Nayan H. Desai (22 February 1946 – 12 October 2023) was a Gujarati language poet from Gujarat, India. His significant work includes Manas Urfe Reti Urfe Dariyo (1979), Mukam Post Manas (1983), and Dhoop Ka Saya (ghazals in Urdu). He received the Kalapi Award in 2013 and the Kavishwar Dalpatram Award in 2016.

== Biography ==
Desai was born on 22 February 1946 in Kathodara, a town now in the Surat district, to Harshadray and Indumatiben. His family belonged to Valod. After completing his SSC in 1965, he worked in a diamond factory for 14 years. In 1980, he joined Gujarat Mitra, a Gujarati daily, as a sub-editor.

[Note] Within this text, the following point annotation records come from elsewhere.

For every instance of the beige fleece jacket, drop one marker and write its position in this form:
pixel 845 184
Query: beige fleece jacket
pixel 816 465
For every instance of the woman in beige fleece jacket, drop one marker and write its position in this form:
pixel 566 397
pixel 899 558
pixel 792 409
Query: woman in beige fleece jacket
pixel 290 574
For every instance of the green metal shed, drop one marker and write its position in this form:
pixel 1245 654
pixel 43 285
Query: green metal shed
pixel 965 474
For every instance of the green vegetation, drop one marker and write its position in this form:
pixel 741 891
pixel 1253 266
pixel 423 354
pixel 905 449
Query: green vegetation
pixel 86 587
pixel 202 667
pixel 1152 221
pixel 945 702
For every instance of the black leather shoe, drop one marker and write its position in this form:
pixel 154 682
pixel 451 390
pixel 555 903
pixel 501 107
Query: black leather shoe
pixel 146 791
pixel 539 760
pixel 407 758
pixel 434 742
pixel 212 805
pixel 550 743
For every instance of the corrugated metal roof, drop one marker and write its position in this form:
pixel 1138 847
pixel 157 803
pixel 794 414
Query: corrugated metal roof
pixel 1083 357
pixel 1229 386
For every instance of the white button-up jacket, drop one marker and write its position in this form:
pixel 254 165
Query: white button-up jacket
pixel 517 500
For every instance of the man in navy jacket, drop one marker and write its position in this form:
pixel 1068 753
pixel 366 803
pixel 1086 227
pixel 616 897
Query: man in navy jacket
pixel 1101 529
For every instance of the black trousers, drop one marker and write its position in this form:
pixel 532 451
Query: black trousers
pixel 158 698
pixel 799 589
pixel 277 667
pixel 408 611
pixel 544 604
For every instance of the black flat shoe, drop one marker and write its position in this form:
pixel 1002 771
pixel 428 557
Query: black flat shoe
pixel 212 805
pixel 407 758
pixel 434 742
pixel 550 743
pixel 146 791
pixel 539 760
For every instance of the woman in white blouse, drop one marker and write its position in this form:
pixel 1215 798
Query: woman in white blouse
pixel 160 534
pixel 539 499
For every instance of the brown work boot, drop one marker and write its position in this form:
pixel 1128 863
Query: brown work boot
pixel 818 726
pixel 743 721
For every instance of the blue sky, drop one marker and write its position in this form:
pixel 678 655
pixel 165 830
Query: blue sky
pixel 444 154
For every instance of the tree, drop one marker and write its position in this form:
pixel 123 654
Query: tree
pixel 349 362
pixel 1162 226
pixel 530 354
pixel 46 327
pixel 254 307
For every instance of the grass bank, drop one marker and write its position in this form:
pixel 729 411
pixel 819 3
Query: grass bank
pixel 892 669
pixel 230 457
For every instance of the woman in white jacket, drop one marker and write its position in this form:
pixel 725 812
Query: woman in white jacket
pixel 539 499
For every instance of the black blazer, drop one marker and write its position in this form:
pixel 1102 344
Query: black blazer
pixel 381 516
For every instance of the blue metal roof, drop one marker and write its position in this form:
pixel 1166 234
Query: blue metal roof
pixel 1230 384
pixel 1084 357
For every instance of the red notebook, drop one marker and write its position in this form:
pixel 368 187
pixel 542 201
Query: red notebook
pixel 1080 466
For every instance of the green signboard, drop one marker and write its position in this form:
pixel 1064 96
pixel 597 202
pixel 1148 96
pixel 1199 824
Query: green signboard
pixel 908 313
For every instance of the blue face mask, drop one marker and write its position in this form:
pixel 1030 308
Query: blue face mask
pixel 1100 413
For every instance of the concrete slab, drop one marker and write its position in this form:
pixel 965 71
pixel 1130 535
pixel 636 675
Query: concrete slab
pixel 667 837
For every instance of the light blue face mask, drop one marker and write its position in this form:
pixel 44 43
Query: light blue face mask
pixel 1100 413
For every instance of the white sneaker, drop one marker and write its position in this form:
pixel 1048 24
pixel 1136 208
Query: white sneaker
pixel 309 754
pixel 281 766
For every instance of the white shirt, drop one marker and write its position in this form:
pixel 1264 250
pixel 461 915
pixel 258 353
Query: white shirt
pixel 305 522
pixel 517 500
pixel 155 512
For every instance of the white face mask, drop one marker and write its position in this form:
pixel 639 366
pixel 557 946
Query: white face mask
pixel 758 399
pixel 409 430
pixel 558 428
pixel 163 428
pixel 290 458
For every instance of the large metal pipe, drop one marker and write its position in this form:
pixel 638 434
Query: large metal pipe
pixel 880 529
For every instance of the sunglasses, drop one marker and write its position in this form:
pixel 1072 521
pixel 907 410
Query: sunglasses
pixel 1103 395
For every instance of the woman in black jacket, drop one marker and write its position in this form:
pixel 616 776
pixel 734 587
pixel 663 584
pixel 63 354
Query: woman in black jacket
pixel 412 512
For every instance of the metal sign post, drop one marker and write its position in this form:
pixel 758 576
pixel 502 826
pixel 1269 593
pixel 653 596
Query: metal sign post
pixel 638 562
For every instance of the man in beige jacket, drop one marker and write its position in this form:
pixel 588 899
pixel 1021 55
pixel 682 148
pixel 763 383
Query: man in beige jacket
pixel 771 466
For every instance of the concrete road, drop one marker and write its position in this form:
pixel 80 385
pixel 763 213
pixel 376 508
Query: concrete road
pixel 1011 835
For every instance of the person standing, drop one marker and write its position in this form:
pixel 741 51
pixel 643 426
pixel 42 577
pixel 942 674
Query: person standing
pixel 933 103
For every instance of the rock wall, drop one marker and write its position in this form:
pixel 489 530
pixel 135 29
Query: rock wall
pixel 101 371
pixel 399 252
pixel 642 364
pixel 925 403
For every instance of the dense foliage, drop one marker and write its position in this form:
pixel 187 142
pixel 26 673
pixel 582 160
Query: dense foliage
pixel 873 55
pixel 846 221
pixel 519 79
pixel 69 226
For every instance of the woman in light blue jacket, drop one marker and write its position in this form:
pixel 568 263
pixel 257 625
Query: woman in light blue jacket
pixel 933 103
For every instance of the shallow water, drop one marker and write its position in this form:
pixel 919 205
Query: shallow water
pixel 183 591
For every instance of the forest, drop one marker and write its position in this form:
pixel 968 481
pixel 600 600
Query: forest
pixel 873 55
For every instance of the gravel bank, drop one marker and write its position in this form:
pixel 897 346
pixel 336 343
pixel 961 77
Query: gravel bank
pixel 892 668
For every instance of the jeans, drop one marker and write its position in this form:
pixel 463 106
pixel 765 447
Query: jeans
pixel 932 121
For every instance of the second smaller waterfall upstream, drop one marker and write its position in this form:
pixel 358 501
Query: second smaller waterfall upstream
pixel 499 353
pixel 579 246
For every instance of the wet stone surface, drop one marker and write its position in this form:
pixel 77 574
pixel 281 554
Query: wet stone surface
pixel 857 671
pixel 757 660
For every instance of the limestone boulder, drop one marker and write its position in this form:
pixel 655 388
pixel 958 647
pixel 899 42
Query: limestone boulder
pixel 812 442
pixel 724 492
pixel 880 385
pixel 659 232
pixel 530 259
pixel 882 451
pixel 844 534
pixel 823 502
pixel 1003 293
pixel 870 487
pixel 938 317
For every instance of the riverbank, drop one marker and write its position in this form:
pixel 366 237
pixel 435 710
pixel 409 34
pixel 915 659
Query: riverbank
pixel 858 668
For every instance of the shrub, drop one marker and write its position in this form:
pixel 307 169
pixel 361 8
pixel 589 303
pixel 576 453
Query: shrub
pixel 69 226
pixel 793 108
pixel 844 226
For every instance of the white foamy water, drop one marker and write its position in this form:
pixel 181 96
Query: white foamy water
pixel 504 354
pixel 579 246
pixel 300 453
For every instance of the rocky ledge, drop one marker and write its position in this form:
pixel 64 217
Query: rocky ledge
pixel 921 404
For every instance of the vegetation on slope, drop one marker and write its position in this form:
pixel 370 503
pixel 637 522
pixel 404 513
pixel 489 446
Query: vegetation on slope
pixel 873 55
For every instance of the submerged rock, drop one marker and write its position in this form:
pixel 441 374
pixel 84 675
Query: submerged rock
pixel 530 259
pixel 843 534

He was retired.

He married Shashi in 1990. He died on 12 October 2023 in Surat.

== Works ==
His first poetry collection Manas Urfe Reti Urfe Dariyo (1979) has 58 poems which are mostly ghazals and some are songs. His second collection Mukam Post Manas (1982) has 56 poems. These two collections are experimental and include variety. These poems depict loneliness and separation of modern humans. A person affected and tormented by pain is a central theme of his poetry. He later published Angali Vadhine Mokalu (1984), Anushthan and Samandar Baj Manas. All these collections were collected and published as Nayan na Moti (2005). Dhoop Ka Saya has ghazals in Urdu.

== Recognition ==
His Mukam Post Manas (1982) was awarded by the Gujarati Sahitya Parishad and his Dhoop Ka Saya was awarded by the Urdu Sahitya Akademi. The Indian National Theatre awarded him the Kalapi Award in 2013 for his significant contribution to Gujarati ghazal poetry. He received the Kavishwar Dalpatram Award in 2016 for his contribution to Gujarati poetry.